“Wasn’t it all very strange!” Edith spoke, after a moment. “I didn’t suppose he cared. Do you think it was just sentiment?”
“I shouldn’t wonder. Men like Henderson do queer things. In the hearts of such hardened men there are sometimes roots of sentiment that you wouldn’t suspect. But I don’t know. The Lord somehow looks out for his poor.”
Notwithstanding this windfall of charity, Father Damon seemed somewhat depressed. “I wish,” he said, after a pause, “he had given it to the mission. We are so poor, and modern philanthropy all runs in other directions. The relief of temporary suffering has taken the place of the care of souls.”
“But Dr. Leigh said that you were interesting the churches in the labor unions.”
“Yes. It is an effort to do something. The church must put herself into sympathetic relations with these people, or she will accomplish nothing. To get them into the church we must take up their burdens. But it is a long way round. It is not the old method of applying the gospel to men’s sins.”
“And yet,” Edith insisted, “you must admit that such people as Dr. Leigh are doing a good work.”
Father Damon did not reply immediately. Presently he asked: “Do you think, Mrs. Delancy, that Dr. Leigh has any sympathy with the higher life, with spiritual things? I wish I could think so.”
“With the higher life of humanity, certainly.”
“Ah, that is too vague. I sometimes feel that she and those like her are the worst opponents to our work. They substitute humanitarianism for the gospel.”
“Yet I know of no one who works more than Ruth Leigh in the self-sacrificing spirit of the Master.”
“Whom she denies!” The quick reply came with a flush in his pale face, and he instantly arose and walked away to the window and stood for some moments in silence. When he turned there was another expression in his eyes and a note of tenderness in his voice that contradicted the severity of the priest. It was the man that spoke. “Yes, she is the best woman I ever knew. God help me! I fear I am not fit for my work.”
This outburst of Father Damon to her, so unlike his calm and trained manner, surprised Edith, although she had already some suspicion of his state of mind.

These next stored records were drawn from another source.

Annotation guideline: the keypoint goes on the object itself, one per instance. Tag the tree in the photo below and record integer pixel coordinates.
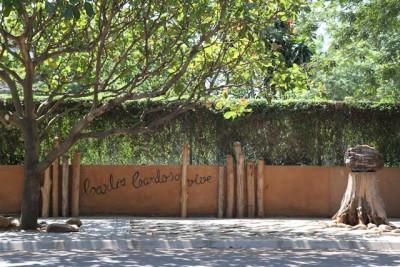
(109, 52)
(362, 59)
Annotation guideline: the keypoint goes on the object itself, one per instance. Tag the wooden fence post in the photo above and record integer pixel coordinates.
(239, 179)
(65, 186)
(230, 186)
(76, 179)
(260, 188)
(221, 191)
(185, 163)
(240, 187)
(251, 199)
(55, 183)
(45, 190)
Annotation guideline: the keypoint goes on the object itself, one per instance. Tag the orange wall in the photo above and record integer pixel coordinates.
(147, 190)
(11, 179)
(155, 190)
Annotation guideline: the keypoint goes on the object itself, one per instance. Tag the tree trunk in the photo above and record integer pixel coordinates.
(31, 192)
(361, 203)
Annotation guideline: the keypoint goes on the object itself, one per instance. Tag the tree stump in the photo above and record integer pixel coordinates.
(361, 203)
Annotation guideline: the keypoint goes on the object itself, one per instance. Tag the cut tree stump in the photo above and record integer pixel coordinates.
(361, 203)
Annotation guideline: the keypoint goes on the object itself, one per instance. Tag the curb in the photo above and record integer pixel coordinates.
(149, 244)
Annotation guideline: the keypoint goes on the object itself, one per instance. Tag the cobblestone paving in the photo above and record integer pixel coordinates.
(249, 229)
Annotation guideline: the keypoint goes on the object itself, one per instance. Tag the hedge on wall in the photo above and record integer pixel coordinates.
(283, 133)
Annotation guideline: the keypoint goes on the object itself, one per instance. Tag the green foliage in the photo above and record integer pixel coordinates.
(362, 62)
(280, 132)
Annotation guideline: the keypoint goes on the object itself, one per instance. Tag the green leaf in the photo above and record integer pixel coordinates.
(76, 12)
(68, 12)
(50, 7)
(230, 115)
(89, 9)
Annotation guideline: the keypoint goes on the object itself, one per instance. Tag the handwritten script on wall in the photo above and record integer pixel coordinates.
(138, 181)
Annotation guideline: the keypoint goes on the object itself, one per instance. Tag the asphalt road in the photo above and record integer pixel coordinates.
(200, 257)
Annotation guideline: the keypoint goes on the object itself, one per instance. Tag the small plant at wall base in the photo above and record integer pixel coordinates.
(111, 52)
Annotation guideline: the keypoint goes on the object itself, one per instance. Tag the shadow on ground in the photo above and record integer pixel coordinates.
(200, 257)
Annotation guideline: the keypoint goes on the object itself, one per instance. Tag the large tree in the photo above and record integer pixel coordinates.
(359, 58)
(108, 52)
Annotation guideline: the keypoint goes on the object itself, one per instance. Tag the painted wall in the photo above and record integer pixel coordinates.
(155, 190)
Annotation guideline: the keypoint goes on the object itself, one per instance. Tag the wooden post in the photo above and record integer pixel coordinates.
(230, 186)
(45, 189)
(240, 187)
(65, 186)
(260, 188)
(238, 150)
(185, 163)
(76, 179)
(239, 179)
(251, 199)
(221, 191)
(55, 183)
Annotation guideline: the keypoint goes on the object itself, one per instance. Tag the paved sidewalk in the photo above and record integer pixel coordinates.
(200, 258)
(130, 233)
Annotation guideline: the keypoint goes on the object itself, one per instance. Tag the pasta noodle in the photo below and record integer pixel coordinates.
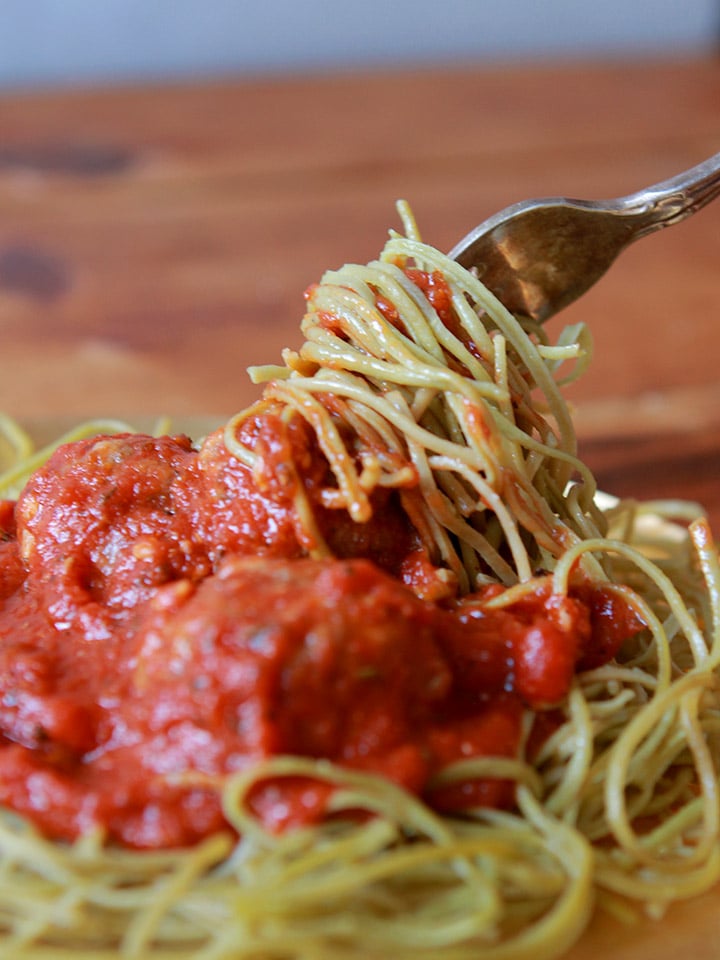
(621, 804)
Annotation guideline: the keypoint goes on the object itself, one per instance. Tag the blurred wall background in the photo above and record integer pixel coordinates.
(99, 41)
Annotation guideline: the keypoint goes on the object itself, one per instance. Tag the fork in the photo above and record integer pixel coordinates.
(538, 256)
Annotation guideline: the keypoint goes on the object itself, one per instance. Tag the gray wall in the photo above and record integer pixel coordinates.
(85, 41)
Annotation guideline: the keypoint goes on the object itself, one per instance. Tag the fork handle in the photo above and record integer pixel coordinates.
(671, 201)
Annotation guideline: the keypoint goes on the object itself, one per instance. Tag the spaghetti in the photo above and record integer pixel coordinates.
(418, 392)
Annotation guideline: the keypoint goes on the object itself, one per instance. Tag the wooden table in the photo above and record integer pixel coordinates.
(155, 241)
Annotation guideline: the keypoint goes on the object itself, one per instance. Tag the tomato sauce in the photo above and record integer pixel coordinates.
(162, 627)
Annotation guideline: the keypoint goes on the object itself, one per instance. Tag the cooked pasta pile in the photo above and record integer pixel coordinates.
(619, 809)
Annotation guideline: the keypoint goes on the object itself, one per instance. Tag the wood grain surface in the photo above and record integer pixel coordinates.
(154, 241)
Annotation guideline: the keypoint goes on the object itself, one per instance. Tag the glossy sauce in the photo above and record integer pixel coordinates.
(161, 626)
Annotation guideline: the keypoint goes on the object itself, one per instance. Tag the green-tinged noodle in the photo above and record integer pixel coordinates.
(618, 807)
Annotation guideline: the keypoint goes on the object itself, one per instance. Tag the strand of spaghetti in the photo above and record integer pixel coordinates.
(326, 383)
(166, 892)
(504, 320)
(622, 752)
(564, 800)
(490, 498)
(14, 478)
(688, 625)
(708, 556)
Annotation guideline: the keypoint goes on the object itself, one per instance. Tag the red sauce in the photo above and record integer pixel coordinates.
(161, 627)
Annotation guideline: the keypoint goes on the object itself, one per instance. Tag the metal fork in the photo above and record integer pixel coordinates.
(539, 255)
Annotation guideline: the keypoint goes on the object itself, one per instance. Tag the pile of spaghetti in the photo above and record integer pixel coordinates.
(416, 394)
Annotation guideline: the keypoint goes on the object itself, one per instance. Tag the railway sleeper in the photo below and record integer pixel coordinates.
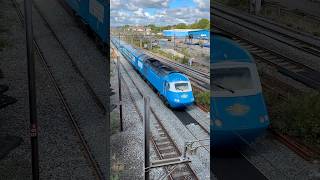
(173, 153)
(161, 145)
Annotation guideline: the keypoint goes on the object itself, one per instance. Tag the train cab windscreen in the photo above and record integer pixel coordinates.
(182, 87)
(232, 79)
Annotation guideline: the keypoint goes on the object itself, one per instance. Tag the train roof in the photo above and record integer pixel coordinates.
(160, 67)
(225, 49)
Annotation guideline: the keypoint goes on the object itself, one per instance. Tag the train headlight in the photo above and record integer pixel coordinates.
(263, 119)
(218, 123)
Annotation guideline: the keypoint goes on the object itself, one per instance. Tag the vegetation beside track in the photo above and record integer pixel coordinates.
(298, 117)
(202, 98)
(3, 42)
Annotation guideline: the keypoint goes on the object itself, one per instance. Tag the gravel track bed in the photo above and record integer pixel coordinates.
(200, 116)
(178, 131)
(59, 149)
(89, 117)
(127, 146)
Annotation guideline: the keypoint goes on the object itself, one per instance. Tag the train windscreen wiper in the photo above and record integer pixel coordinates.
(222, 87)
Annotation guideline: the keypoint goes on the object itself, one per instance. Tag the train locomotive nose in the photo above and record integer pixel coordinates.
(182, 100)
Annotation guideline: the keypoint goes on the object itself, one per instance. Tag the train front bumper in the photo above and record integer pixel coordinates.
(237, 137)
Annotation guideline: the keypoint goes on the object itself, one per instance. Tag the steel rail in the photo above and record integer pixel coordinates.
(67, 108)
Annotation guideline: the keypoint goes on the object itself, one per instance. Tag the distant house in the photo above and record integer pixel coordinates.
(186, 33)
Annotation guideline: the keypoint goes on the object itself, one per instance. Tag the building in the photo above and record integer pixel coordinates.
(186, 33)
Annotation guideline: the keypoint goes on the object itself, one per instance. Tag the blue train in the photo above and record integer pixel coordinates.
(238, 110)
(173, 87)
(94, 15)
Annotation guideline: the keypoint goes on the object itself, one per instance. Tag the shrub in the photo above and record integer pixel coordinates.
(300, 117)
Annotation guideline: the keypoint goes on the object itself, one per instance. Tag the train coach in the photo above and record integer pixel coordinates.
(238, 110)
(94, 15)
(173, 87)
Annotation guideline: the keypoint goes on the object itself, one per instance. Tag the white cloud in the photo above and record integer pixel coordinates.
(155, 12)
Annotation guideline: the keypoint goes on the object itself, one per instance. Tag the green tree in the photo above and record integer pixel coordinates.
(181, 26)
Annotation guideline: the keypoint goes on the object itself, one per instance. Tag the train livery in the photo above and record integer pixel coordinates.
(173, 87)
(238, 111)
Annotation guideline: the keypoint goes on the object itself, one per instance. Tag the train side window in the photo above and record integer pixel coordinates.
(167, 86)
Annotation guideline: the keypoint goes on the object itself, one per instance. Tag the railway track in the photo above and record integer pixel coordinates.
(187, 119)
(163, 144)
(86, 148)
(283, 34)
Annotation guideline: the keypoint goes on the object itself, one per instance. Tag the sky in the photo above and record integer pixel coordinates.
(159, 12)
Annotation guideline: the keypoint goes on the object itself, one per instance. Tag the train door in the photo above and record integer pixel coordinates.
(166, 88)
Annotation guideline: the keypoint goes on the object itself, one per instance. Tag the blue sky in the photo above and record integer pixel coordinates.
(159, 12)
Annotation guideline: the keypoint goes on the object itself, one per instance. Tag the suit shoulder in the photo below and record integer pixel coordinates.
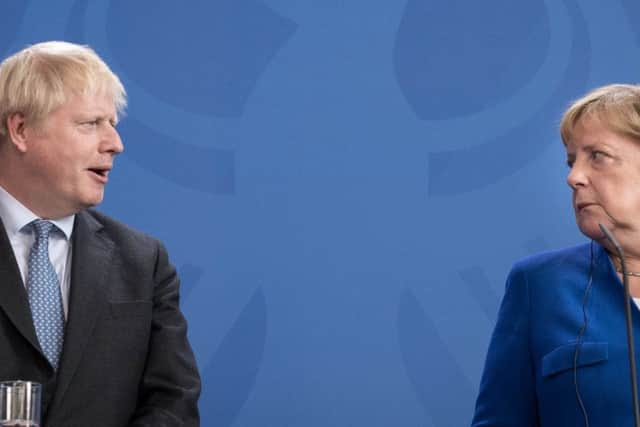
(120, 233)
(564, 258)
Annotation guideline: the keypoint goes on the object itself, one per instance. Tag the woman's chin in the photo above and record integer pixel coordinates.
(591, 228)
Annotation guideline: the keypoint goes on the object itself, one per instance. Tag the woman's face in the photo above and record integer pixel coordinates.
(605, 178)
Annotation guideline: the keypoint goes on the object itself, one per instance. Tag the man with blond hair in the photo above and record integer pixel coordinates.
(88, 307)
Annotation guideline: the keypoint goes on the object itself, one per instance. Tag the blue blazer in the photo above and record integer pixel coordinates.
(528, 378)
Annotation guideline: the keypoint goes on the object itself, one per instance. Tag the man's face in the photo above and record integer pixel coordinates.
(69, 156)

But it would not have surprised her if she had known more of men, the necessity of the repressed and tortured soul for sympathy, and that it is more surely to be found in the heart of a pure woman than elsewhere.
But there was nothing that she could say, as she took his hand to bid him good-by, except the commonplace that Dr. Leigh had expressed anxiety that he was overworking, and that for the sake of his work he must be more prudent. Yet her eyes expressed the sympathy she did not put in words.